The case involved the prosecution of several pharmacists for conspiring to and distributing pain management controlled substances (hydrocodone and promethazine) by using false prescriptions written by doctors. At trial, two defendants sought to admit pharmacy business records from their computer system, under FRE 803(6), to show that the challenged prescriptions represented a small portion of their business and therefore “they had no economic incentive to join the drug conspiracy” and did not know the prescriptions were unlawful. Brown, 553 F.3d at 793.

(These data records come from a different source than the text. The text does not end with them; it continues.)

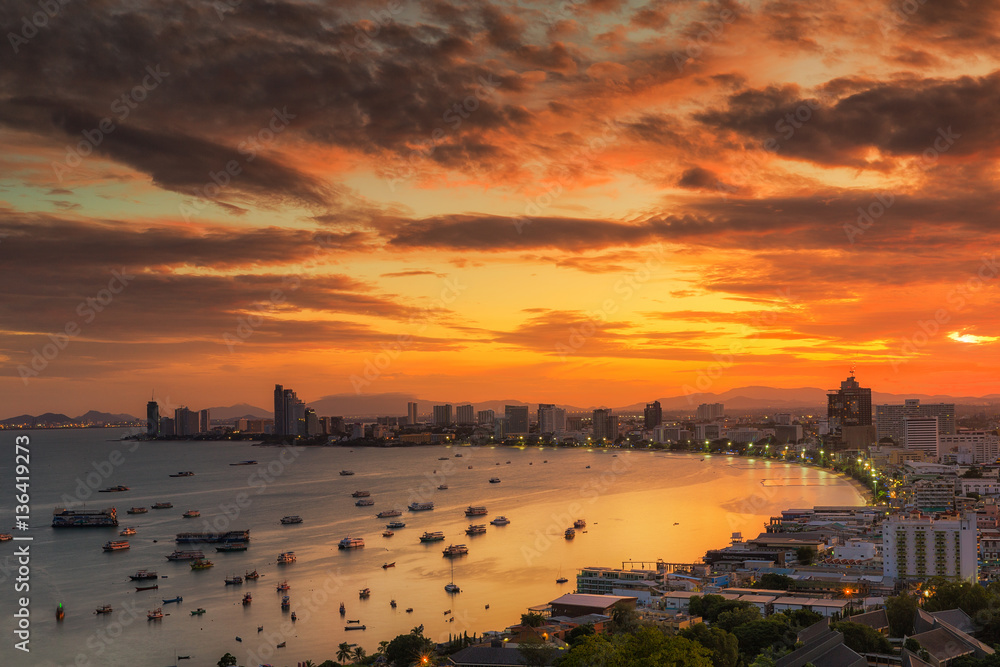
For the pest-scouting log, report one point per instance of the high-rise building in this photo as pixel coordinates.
(442, 415)
(710, 411)
(851, 405)
(920, 547)
(152, 419)
(517, 419)
(889, 418)
(605, 426)
(465, 415)
(652, 415)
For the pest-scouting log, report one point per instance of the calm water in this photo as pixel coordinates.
(631, 503)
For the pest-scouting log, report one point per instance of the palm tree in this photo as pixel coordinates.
(344, 653)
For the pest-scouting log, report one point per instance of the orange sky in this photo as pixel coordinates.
(591, 203)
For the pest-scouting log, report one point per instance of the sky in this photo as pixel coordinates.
(593, 202)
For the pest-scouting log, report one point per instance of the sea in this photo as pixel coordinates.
(640, 506)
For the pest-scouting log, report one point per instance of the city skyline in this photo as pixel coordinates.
(611, 200)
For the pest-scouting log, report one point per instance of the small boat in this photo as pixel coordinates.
(116, 545)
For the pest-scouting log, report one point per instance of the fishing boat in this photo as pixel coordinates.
(116, 545)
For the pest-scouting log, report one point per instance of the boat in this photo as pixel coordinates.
(351, 543)
(64, 518)
(420, 507)
(436, 536)
(116, 545)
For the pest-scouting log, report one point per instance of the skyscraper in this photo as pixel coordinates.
(652, 415)
(851, 405)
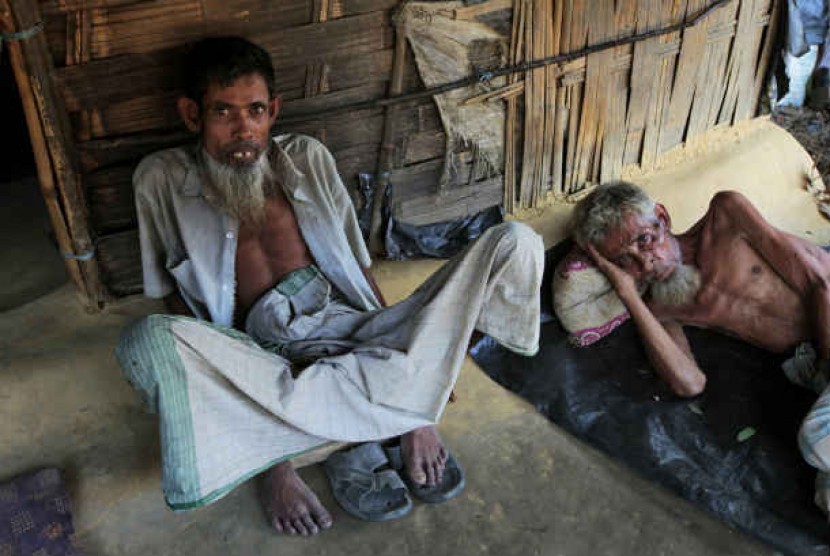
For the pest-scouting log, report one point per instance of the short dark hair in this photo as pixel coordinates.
(222, 60)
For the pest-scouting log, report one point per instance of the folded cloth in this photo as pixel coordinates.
(584, 300)
(35, 516)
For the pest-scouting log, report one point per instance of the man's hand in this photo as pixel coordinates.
(624, 284)
(665, 343)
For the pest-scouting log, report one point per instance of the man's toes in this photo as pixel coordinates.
(299, 526)
(310, 525)
(438, 472)
(324, 520)
(286, 526)
(418, 476)
(430, 468)
(276, 523)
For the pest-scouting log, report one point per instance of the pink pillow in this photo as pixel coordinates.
(584, 300)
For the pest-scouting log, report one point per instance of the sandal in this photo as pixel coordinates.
(361, 489)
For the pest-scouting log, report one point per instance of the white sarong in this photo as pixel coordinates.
(230, 408)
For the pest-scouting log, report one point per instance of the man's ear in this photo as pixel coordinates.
(189, 112)
(274, 107)
(663, 215)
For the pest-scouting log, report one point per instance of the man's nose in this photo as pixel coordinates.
(243, 125)
(646, 265)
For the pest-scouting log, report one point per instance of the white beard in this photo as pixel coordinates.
(679, 289)
(239, 190)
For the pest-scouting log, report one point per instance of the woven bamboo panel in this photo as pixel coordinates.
(568, 125)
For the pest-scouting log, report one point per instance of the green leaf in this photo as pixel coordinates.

Instead of a custodian of the business records, the defendants tried to offer an expert to establish a foundation for the records. While the expert was familiar with the software program used to maintain records, he lacked familiarity with the record keeping procedures for the records in the case. Neither the defendants nor the mother of one of the defendants could testify about the records due to potential Fifth Amendment issues. Finally, the defendant tried to use the certification process under FRE 902(11). The government noted that it did not receive advance notice about the certification, and the trial court agreed. After the defendants were convicted by the jury, on appeal they challenged the exclusion of the business records.

The Fifth Circuit affirmed the exclusion of the business records. The expert was not a qualified witness to establish the business record foundation. As the circuit noted, “He knew about the pharmacy computer system, how to operate the system, and how to extract information from it, but that is not knowledge about the pharmacy's record keeping.” Brown, 553 F.3d at 793.

The Fifth Circuit agreed that the affidavit was untimely:

The notice requirements of Rule 902(11) are in place precisely to ensure that evidence to be accompanied by an affidavit can be vetted for objection or impeachment in advance. In this case, while the exhibits in question were available in advance, the way in which the evidence was to be introduced forms part of the necessary notice and understandably gave the government pause at trial. The government quickly discovered a few small discrepancies amidst vast numbers of pages in the proffered exhibits, and accordingly, it objected to their being admitted as business records via an untimely affidavit. Contrary to [defendants] Wiley and Essett's assertions, this goes not just to weight but to admissibility, as the lower court determined.
Brown, 553 F.3d at 793.

The defendants contended their Sixth Amendment right to present a defense was denied. This issue was reviewed for plain error since no trial objection had been made. No error was found. As the circuit explained:

Most of the relevant data in [defendant] Wiley's exhibits was admitted into evidence by the government. As far as the presentation of evidence, our review of the proffered exhibits does not begin to suggest that their presentation could have in any way unsettled the clear impression that emerges from the evidence otherwise arrayed against Wiley and Essett. Their ability to make their case was not impeded by the trial court's rightful exclusion of evidence that was not admissible under the applicable rules.
Brown, 553 F.3d at 793.

Like other rules of evidence, the ability to introduce business records through FRE 902(11) is conditioned on adequate pretrial notice. The Brown case highlights that the failure to comply with this notice requirement can result in exclusion of the business records.